Of course, the makeup game has changed considerably in the years since, with full-spectrum foundation lines increasingly becoming the expectation rather than the exception. Lines like Make Up Forever, MAC and Color Fx, and even drugstore faves L’Oreal and Maybelline, have increasing expanded their foundation lines to be more inclusive.
But a month before Fenty Beauty wowed us with a much-lauded 40-color foundation launch, L’Oreal-owned Lancôme upped the inclusion ante with Le Teint Particulier, a customizable foundation available in 8,000 shades and 72,000 unique coverage- and moisture-level formulations. It is currently available exclusively at select Nordstrom stores in the U.S.
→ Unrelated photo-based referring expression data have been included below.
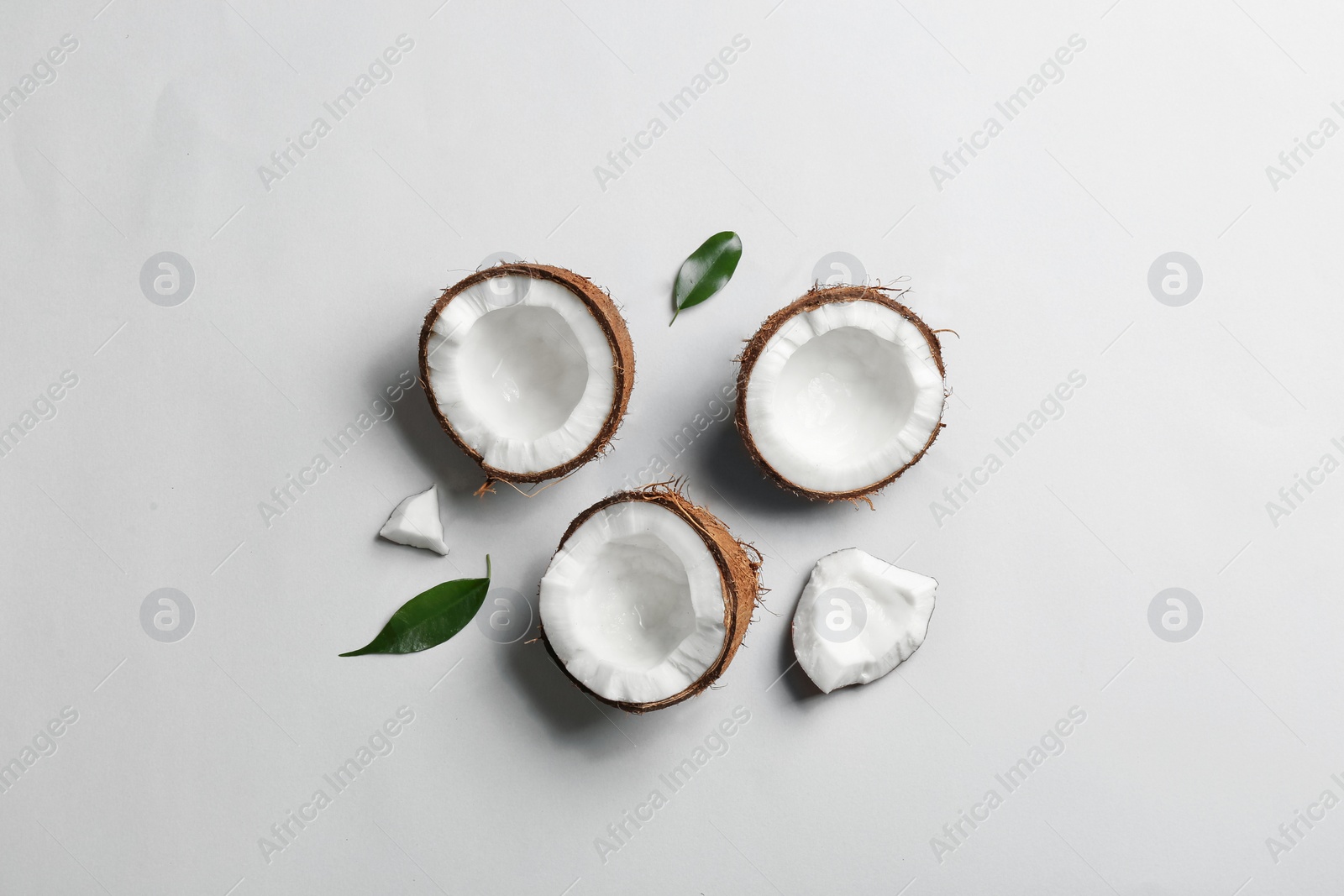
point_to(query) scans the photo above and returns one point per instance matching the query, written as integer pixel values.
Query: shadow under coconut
(566, 710)
(795, 680)
(432, 446)
(727, 466)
The cosmetics behemoth wisely took its show on the road this year to South by Southwest, bringing the customizable experience to the crowds at the annual conference and festival that merges technology, film, music and interactive media. It’s a fitting setting for this tech-forward offering from Lancôme, and here’s how it works: A Lancôme beauty specialist uses a handheld device called a color spectrometer to scan the client’s bare face in three places. The device bounces light off the skin, “reading” the skin tone. The specialist enters those results into a tablet app, coupled with finish preferences, and a custom formula is mixed within minutes—not unlike having paint mixed at your local hardware store.
For an extra-personalized touch, each bottle is labeled with the client’s name and specific shade ID for easy reordering. (L’Oreal says that all identifiable client data is scrubbed after point of purchase, and the resulting anonymous data is used to further product development.)
Guive Balooch, global vice president of L’Oreal’s technology incubator, told AdWeek: “When you look at all these companies talking about making more shades, the reality is that there’s way more skin tones than there could ever be in a supply chain. My team, working with engineering firms, created what could only be made in a lab or factory setting right at the point-of-sale.”
L’Oreal’s SkinCeuticals brand is also in on the SXSW action; its Custom DOSE (Diagnostic Optimization Serum Experience) will launch a line of customized face serums, created for dermatologists to use, in June. This process relies on a questionnaire to determine the skin’s specific needs. The answers are again entered into a tablet app, and using 2,000 algorithms, the serum is custom-mixed and labeled for each client.
Now, of course, this level of personalized attention doesn’t come cheap; a 1- ounce bottle of Lancôme’s Le Teint Particulier retails for $88, while SkinCeuticals serums currently retail for almost twice that price, on average. So while our curiosity is definitely piqued about the possibility of a couture cosmetic experience, perhaps the real question is, what’s it worth to find your perfect match?